Today marks the 21st anniversary of the Montreal Massacre where 25-year old Marc Lepine, a self-proclaimed “feminist fighter”, unleashed a semi-automatic rifle upon the female engineering students at École Polytechnique in Montreal, Quebec. Overall, he killed fourteen women and injured ten other women and four men in just under twenty minutes before turning the gun on himself.
I was in my third year of a Biology undergrad at UBC at the time, probably living on coffee and cramming frantically for final exams. I remember the incomprehensible shock I felt. It was unbelievable to me that someone wanted to harm another just because they were a woman. Universities are places where lofty ideals are cultivated, not witnesses to mass murder. My shock then turned to worry. I remember the worry I felt when taking the bus home alone in the evening. I remember how my pulse would quicken when a man would pass by me on the sidewalk, my fingers clenched tightly around my keys, just in case I needed to poke his eyes out with my Volkswagen key.
But mostly I remember my sadness. That promising lives on the brink of their futures could be extinguished by hate in a country like Canada, a “true North, strong and free.”
I have a friend who lives alone in a tony part of Toronto. When I went to visit her two months back, we went back to her apartment to change before heading out for the evening. We were talking, laughing and walking down the dark hallway to her place, when a man abruptly opened his door (unfortunately, across the hall and just down from hers) to glare at us as we walked past. We shushed ourselves, and didn’t think any more of it, quickly distracted by catching up on stuff. Since then, she has come home alone to find her neighbour in the hall, looking menacingly at her, following her down the hall, intimidating her by not saying a word. She has now installed intruder alarms at her place and is looking to move. She is not free. And I worry.

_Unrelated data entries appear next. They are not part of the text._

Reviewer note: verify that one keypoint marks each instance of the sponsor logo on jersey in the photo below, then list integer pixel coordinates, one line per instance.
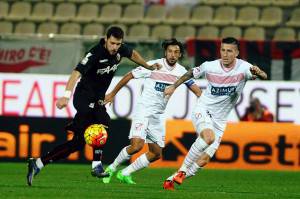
(107, 69)
(229, 90)
(103, 60)
(159, 86)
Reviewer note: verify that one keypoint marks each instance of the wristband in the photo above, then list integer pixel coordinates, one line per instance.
(67, 94)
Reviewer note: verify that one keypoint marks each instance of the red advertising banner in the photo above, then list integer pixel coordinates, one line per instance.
(39, 56)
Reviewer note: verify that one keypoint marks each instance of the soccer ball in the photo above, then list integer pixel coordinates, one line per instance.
(95, 135)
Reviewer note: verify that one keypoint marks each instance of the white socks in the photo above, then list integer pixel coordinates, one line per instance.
(139, 163)
(194, 153)
(95, 163)
(122, 157)
(39, 163)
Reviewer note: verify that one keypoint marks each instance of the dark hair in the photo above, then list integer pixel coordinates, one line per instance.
(116, 32)
(231, 40)
(174, 42)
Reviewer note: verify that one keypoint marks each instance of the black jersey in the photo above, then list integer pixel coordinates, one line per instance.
(98, 67)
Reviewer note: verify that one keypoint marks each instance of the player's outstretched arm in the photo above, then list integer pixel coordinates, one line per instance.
(255, 70)
(170, 89)
(63, 101)
(110, 96)
(137, 58)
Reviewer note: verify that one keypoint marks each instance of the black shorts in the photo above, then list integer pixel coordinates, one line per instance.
(88, 112)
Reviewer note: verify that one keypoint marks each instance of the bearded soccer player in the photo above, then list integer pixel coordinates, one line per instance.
(148, 124)
(226, 79)
(96, 71)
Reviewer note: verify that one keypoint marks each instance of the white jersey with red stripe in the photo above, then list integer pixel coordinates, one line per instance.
(224, 86)
(152, 99)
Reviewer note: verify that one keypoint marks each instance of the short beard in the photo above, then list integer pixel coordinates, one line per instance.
(170, 64)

We raise our daughters to be strong and independent, but most of us can’t block a right hook to the face. The media is helping, getting the message out there. The photos of what Chris Brown did to Rihanna make us flinch, as they should. But the list seems to be growing, or at least, not shrinking enough. Add to the list, Yeardley Love, the University of Virginia lacrosse star, who was violently shaken to death by her ex-boyfriend. Add the Pickton murders and the Highway of Tears. And the over half a million sexual assaults on women per year (source: WAVAW 2004 statistics). It’s utterly shameful that people hurt people, we tell that to our kids, when did they stop listening?
I have 3 beautiful sons, full of vim, vigour and untapped potential. Their father and I promise to honour all women by raising men who love and respect women, and all people for that matter. They will choose brains over brawn, solving issues with empathy and kindness, for themselves and for all mankind.
This is my promise.
3 Comments Add yours
oh the things generations of women have gone through… thanks for sharing 🙂
Very touching post…heartfelt, hit the target, and got the message home! Thanks for taking part in one wee voice.
Well said, and a worthy reminder, as were the 700 pairs of women’s shoes on display outside the Vancouver Art Gallery yesterday, representing the hundreds of women who have died at the hands of violence.